Verfassungsrechtler hätten diesen Paragrafen aber als verfassungswidrig bewertet, da der Bund nicht über die Kompetenzen zur Tagebauplanung verfüge. Dies falle in den Zuständigkeitsbereich der einzelnen Bundesländer. "Recherchen von Greenpeace legen nah, dass der damalige NRW-Ministerpräsident Armin Laschet § 48 auf Wunsch von RWE ins Kohlegesetz verhandelt hat", so Alle Dörfer bleiben. Greenpeace hatte 2021 aufgedeckt, dass es 2019 vier informelle Treffen zwischen Laschet und RWE-Vertreter:innen gegeben hatte, also in der Zeit, in der das Kohleausstiegsgesetz verhandelt wurde.
Zurück zu Habecks Prognose, die Kohlekraftwerke würden bald nicht mehr ökonomisch sinnvoll sein. Eigentlich hatte sich die Unwirtschaftlichkeit der Kohle schon in der Vergangenheit abgezeichnet, mit der Gasknappheit im Zuge des Ukraine-Krieges hat die Kohle aber im vergangenen Jahr eine Renaissance erlebt. Die Preise im europäischen Emissionshandel sind im Jahr 2022 kräftig gestiegen, doch wird dies momentan durch ebenfalls heftig gestiegene Strompreise kompensiert.
Ein Emissionszertifikat kostete 2022 durchschnittlich rund 80 Euro, 2021 hatte der Preis noch bei 52 Euro gelegen. Die Menge der in Deutschland verkauften Zertifikate sank auf 85 Millionen gegenüber 101 Millionen im Vorjahr, dennoch lag der Gesamterlös über dem Vorjahresniveau, berichtet das Umweltbundesamt. Zusammen mit den Einnahmen aus dem nationalen Emissionshandelssystem für Wärme und Verkehr seien Rekordeinnahmen von über 13 Milliarden Euro erzielt worden, die wiederum in den Klima- und Transformationsfonds flössen, also beispielsweise in Energieeffizienz, Elektromobilität oder den Aufbau der Wasserstoffindustrie.
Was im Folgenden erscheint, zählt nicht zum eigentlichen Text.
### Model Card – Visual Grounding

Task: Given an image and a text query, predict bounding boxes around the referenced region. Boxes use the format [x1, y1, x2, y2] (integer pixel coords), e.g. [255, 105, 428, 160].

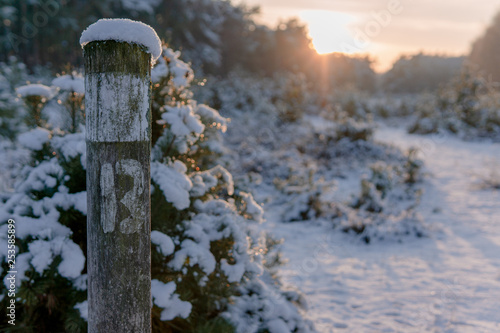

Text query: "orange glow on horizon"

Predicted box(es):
[300, 10, 357, 55]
Nicht aus dem Klima- und Transformationsfonds wird das Geld für den gerade erst beginnenden Polizeieinsatz in Lützerath kommen, wohl aber zu großen Teilen aus dem öffentlichen Haushalt. Die rechtswidrige Räumung des Hambacher Forsts im Jahr 2018 könnte über 20 Millionen Euro gekostet haben. Lützerath ist heute ebenso symbolträchtig wie der alte Waldbestand am Tagebau Hambach.